We included adults from 7 contributing cohorts to the NA-ACCORD with validated first occurrence of a type 1 myocardial infarction, which are MIs from plaque rupture that would be most susceptible to traditional MI risk factors. Modifiable HIV-related risk factors included CD4 <200 cells/mm3, detectable plasma HIV RNA (≥400 copies/mL), and history of clinical AIDS. Modifiable traditional risk factors included tobacco smoking, treated hypertension (HTN), hypercholesterolemia (HC, defined as use of statins or a total cholesterol >240 mg/dL), type II diabetes, stage 4 chronic kidney disease (CKD), and hepatitis C virus (HCV) infection. Cox proportional hazard models with piecewise constant baseline hazard functions were used to estimate hazard ratios (adjusted for age, sex, race, and injection drug use). These hazard ratios were combined with the prevalence of the risk factor among persons with MIs to estimate adjusted PAFs for modifiable risk factors. Smoking and HCV infection were measured at study entry. All other variables were time-updated.
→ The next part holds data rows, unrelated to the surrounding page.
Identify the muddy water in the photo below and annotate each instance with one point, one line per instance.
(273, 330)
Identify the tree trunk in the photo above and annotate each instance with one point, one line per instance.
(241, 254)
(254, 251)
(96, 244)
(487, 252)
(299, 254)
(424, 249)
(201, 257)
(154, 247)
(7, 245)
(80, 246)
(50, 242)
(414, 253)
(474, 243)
A total of 29,515 adults contributed 131,137 person-years and 347 MIs; median follow up was 3.5 years. At baseline, participants who subsequently had an MI were older, more likely to be black, have smoked, had HTN, HC, diabetes, stage 4 CKD, a low CD4, a clinical AIDS diagnosis, and HCV infection. Adjusting for demographics, eliminating smoking, HTN, and HC would avert 38%, 41% and 43% of MIs, respectively (Figure 1); eliminating all three would avert 86% of MIs. HIV-related risk factors and HCV infection had smaller PAFs. A subgroup analyses accounting for BMI showed similar results, with the exception of a reduction in the PAF for HC.
Preventing smoking, hypertension, and HC each could result in a ~40% reduction in MIs among aging HIV-infected adults; further reductions in MIs can be achieved with aggressive antiretroviral management. These results underscore the need to implement traditional MI risk reduction interventions soon after prompt HIV treatment initiation in order to reduce excess MI burden among aging HIV-infected adults.